В комнате, называемой ею гостиной, Иоланда Родригез съёжилась в старом кресле, которое они, вероятно, притащили из заброшенной квартиры в той же высотке. Там имелось несколько таких предметов меблировки, по-разному сломанных, но чистых. Окна выходили во двор, из которого доносились крики уль-комских мальчишек, игравших в грубую доморощенную версию регби. Самих их через побелённые стёкла видно не было.
Книги и другие вещи лежали в коробках, расставленных по всей комнате. Дешёвый ноутбук, дешёвый струйный принтер. Хотя электричества, насколько я мог судить, там не было. На стенах не висело никаких плакатов. Дверь в комнату была открыта. Я стоял, прислонившись к ней и глядя на две фотографии на полу: на одной был изображён Айкам, на другой, в лучшей рамке, — Иоланда и Махалия, улыбающиеся за коктейлями.
Иоланда встала, снова села. Она избегала смотреть мне в глаза. Не пыталась скрыть страха, который не утихал, хотя я уже не был его непосредственной причиной. Боялась показать растущую надежду или дать ей чрезмерную волю. Выражение, воцарившееся на её лице, я не раз видел раньше. Люди нередко жаждут освобождения.
— Айкам хорошо потрудился, — сказал я, опять по-английски.
Айкам, хоть и не понимал этого языка, перевести не просил.

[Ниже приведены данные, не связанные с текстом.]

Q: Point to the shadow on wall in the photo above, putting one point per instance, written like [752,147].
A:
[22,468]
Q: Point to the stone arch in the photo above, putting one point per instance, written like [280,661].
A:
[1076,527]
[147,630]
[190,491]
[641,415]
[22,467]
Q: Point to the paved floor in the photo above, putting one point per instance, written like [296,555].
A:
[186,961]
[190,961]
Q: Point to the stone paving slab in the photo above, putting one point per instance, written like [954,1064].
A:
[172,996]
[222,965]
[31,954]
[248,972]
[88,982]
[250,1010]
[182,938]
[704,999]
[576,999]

Он стоял возле кресла Иоланды и смотрел на меня.
— Вы поручили ему попытаться выяснить, как выбраться из Уль-Комы, не попадая на радар. Удалось?

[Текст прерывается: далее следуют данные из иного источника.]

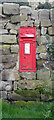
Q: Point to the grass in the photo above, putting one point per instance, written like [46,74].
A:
[30,110]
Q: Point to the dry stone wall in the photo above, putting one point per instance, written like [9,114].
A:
[12,16]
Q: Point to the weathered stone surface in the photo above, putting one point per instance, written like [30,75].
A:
[5,86]
[14,32]
[43,74]
[51,30]
[52,14]
[53,39]
[15,85]
[4,95]
[35,14]
[43,55]
[40,63]
[27,23]
[41,49]
[46,23]
[9,65]
[10,75]
[52,21]
[44,97]
[43,14]
[25,9]
[36,24]
[1,67]
[14,48]
[1,8]
[11,8]
[37,32]
[3,31]
[0,76]
[52,75]
[49,65]
[8,39]
[15,19]
[8,88]
[9,58]
[23,17]
[5,49]
[32,84]
[43,30]
[26,75]
[42,40]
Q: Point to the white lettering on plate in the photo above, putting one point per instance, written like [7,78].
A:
[29,35]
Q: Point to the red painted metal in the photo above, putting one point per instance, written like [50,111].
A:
[27,49]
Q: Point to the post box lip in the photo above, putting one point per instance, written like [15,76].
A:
[25,34]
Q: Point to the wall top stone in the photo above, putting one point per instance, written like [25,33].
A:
[11,8]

— Как вы узнали, что я здесь?
— Ваш парень делал именно то, что вы ему велели. Пытался выяснить, что происходит. С чего бы ему заботиться о Махалии Джири? Они никогда друг с другом не разговаривали. А вот о вас он печётся. Так что когда он, выполняя ваше поручение, расспрашивал о ней, это выглядело странно. Наводило на мысли. Зачем он это делает? Это ведь вы, вы о ней волновались, и вы же волнуетесь о себе самой.